Lackadaisical, according to the Merriam Webster Dictionary, means "lacking enthusiasm and determination; carelessly lazy." Tracing this word back shows an interesting history. In a 1768 travelogue by Laurence Stern, it appears as "lack-adaysical," a reference to "lackaday" (also written as lack a day), which in the 17th and 18th centuries was used to express regret or deprecation, and which itself came from "alack the day." We know the word "alack," which we sometimes pair with "alas" to express regret in a fancy English kind of way.


The Oxford Dictionary gives two meanings for scallywag. The first, "a person who behaves badly but in an amusingly mischievous rather than harmful way; a rascal," is the definition most of us know. The second was not known to me: "a white Southerner who collaborated with northern Republicans after the Civil War, often for personal profit." The term was used derisively by white Southern Democrats. In the 1800's it meant "a disreputable fellow, good-for-nothing, a blackguard." In the 1600's it was used to refer to low-grade farm animals. "Scallywag" has come up in the world over the last 400 years.


The hap in haphazard comes from an old English word that means "happening," as well as "chance or fortune," (think of "happenstance") and derives from the old Norse word happ, meaning "good luck." Hazard also has its own connotations of luck: while it now commonly refers to something that presents danger, somewhere in the mists of time it referred to a dice game, the word derived from the Arabic al-zahr, meaning "the die." The word haphazard itself first entered English in the early 1600's as a noun meaning chance, and shortly afterward became the adjective we use today.


Slapdash means something done in a lazy, careless way, and is clearly a combination of slap, which in the late 1600's was slappen, "to strike or smack with the open hand," and in the 1800's as "to put into place." Dash goes back as far as 1300, and at that time carried a meaning curiously similar to slap - "strike suddenly and violently," as well as "move quickly, rush violently." It probably comes from the Swedish daska, to beat or strike.

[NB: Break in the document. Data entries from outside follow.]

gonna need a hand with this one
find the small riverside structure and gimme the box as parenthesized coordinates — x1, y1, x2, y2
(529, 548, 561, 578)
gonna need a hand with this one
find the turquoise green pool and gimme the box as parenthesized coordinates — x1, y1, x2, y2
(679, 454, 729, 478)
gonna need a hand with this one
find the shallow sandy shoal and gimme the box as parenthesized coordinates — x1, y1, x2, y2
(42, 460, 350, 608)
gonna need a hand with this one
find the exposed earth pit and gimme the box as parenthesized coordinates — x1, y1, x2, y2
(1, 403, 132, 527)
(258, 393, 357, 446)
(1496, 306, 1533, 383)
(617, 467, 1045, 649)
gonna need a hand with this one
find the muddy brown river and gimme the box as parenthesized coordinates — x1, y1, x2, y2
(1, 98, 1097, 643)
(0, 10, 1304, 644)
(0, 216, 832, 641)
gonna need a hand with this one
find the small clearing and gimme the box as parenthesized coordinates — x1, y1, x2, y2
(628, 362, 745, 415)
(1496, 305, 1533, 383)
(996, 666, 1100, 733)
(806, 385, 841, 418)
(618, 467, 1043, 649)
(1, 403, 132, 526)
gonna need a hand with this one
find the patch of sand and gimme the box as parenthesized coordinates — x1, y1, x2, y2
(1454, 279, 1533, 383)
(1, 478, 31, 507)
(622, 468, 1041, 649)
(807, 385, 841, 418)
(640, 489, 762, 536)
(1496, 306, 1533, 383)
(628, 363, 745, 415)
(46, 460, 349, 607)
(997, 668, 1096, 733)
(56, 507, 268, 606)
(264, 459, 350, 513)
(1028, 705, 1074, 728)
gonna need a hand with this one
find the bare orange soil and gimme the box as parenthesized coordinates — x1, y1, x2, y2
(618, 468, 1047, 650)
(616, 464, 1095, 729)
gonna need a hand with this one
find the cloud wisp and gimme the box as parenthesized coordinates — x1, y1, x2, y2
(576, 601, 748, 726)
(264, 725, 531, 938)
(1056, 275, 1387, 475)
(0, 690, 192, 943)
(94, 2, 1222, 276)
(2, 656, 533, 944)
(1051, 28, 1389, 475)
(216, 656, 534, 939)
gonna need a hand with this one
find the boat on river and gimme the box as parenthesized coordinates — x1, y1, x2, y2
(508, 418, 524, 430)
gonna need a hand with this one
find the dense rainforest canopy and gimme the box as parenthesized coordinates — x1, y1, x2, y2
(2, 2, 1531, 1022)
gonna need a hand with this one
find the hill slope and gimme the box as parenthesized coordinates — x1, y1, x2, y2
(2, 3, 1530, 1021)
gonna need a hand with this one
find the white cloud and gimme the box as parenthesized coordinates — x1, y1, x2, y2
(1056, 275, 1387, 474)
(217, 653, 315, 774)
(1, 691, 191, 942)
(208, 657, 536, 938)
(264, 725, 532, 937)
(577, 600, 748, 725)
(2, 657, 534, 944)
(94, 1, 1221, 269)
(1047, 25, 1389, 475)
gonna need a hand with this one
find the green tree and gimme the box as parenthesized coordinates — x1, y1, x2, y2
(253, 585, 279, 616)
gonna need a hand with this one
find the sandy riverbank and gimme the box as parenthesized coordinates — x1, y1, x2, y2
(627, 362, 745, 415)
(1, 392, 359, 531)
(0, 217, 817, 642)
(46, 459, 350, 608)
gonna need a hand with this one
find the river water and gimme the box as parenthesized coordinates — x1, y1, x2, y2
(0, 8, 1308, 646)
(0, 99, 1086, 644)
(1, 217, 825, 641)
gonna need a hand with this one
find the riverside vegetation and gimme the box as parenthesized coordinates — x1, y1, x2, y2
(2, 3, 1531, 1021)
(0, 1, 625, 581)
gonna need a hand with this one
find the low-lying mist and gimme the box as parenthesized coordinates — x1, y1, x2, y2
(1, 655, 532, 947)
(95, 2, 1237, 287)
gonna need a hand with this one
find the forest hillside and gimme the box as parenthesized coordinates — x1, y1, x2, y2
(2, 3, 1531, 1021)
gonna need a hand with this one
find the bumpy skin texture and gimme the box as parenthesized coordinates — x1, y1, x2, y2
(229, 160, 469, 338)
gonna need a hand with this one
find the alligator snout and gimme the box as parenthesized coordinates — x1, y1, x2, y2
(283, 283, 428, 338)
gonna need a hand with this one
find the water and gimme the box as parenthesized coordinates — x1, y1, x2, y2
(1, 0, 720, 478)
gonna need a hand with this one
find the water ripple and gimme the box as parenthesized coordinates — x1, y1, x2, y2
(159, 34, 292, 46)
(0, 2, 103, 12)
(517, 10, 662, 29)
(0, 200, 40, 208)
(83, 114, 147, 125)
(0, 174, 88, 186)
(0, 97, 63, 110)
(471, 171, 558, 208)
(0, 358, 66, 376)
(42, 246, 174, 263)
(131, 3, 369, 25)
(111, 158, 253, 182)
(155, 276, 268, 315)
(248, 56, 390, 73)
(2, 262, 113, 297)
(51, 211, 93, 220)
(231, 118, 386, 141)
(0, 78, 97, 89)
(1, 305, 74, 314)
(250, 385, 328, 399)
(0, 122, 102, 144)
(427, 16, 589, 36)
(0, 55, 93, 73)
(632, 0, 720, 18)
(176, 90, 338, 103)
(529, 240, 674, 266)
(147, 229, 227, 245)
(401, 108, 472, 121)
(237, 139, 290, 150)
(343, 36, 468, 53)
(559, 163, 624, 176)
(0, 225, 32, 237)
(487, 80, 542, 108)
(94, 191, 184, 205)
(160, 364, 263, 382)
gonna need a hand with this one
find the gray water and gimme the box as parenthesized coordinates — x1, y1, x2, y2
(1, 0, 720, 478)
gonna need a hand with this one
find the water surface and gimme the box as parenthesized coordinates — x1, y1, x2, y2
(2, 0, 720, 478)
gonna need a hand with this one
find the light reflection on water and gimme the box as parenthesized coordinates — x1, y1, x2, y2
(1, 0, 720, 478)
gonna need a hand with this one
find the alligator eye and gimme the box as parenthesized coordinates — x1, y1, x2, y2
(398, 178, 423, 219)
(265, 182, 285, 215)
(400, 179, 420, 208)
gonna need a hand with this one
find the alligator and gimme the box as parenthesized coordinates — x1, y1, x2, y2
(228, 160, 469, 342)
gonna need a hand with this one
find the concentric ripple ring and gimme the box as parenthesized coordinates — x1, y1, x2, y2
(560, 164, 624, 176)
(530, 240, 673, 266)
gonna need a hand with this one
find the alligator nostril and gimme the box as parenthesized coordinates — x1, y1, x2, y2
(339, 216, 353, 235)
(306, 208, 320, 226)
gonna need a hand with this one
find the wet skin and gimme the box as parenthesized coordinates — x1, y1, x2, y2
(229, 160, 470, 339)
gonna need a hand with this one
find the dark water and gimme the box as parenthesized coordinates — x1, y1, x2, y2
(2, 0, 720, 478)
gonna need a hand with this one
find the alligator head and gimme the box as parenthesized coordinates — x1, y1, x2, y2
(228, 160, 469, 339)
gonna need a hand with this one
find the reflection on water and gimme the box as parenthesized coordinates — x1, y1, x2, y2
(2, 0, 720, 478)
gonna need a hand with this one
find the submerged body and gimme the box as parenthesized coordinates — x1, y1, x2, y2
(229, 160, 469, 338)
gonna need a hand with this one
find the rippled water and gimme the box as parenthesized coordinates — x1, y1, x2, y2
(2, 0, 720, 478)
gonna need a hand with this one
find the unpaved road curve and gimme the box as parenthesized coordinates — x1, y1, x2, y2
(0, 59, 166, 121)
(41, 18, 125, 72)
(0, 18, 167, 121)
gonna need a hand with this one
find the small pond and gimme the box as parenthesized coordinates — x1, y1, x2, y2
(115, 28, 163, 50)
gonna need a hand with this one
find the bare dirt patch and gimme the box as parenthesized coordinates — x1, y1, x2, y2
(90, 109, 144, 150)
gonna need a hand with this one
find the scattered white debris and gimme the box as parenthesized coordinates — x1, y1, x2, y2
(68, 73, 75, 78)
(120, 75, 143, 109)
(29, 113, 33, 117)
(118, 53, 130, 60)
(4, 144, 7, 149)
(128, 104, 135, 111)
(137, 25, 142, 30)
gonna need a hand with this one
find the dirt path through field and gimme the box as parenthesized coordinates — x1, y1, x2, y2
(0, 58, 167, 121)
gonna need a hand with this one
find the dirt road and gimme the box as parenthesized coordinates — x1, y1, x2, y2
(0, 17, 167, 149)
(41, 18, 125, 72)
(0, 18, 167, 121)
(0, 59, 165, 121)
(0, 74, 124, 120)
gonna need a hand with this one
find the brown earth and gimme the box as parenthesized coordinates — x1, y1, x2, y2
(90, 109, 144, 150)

It was also seen by the 1700's as to do something hurriedly, as in "dash off," which we still say today. In the 1800's "dash" was also a mild expletive, an alternative to damn, as in, "Oh, dash!"


In nautical terms, flotsam, from the French, "floter," to float, is debris in the water that was not deliberately thrown overboard, but results from a shipwreck. Jetsam, from the French "jeter," to throw, describes debris that was deliberately thrown overboard by the crew of a ship in distress to lighten the ship's load. These words, with these meanings, go back to the 15th century, and are still used in maritime law today. Metaphorically, the pair also denotes a collection of odds and ends (and since we're doing this – odds and ends date from the mid-1500's term "odd ends" meaning short leftovers from bolts of cloth).


So far we have words rooted in Welsh, Norse, French, Swedish, Arabic, maritime law and old English, showing us once again how intercultural interaction and daily life are the engines that feed constantly changing human language.


Willy nilly comes from the obsolete phrase, found as early as 1600, will I, nill I, or "I am willing, I am unwilling." The original definition, "whether one likes it or not," gradually evolved into today's meaning. Along the way, variations on willy-nilly included "nilly-willy," "willing, nilling," and even "William nilliam."


In conclusion, my erudite friends, while researching these silly words, I came upon some Shakespearian insults containing silly words, and these I want to share with you.


From All's Well That Ends Well: "You scullion! You rampallian! You fustilarian! I’ll tickle your catastrophe!" And ooh, how about this one, from Henry IV? "Thou leathern-jerkin, crystal-button, knot-pated, agatering, puke-stocking, caddis-garter, smooth-tongue, Spanish pouch!" We don’t even have to know what all those words mean to know how deeply insulting they are. We should reintroduce these insults. That would flabbergast the insultee and cause quite a hullaballoo!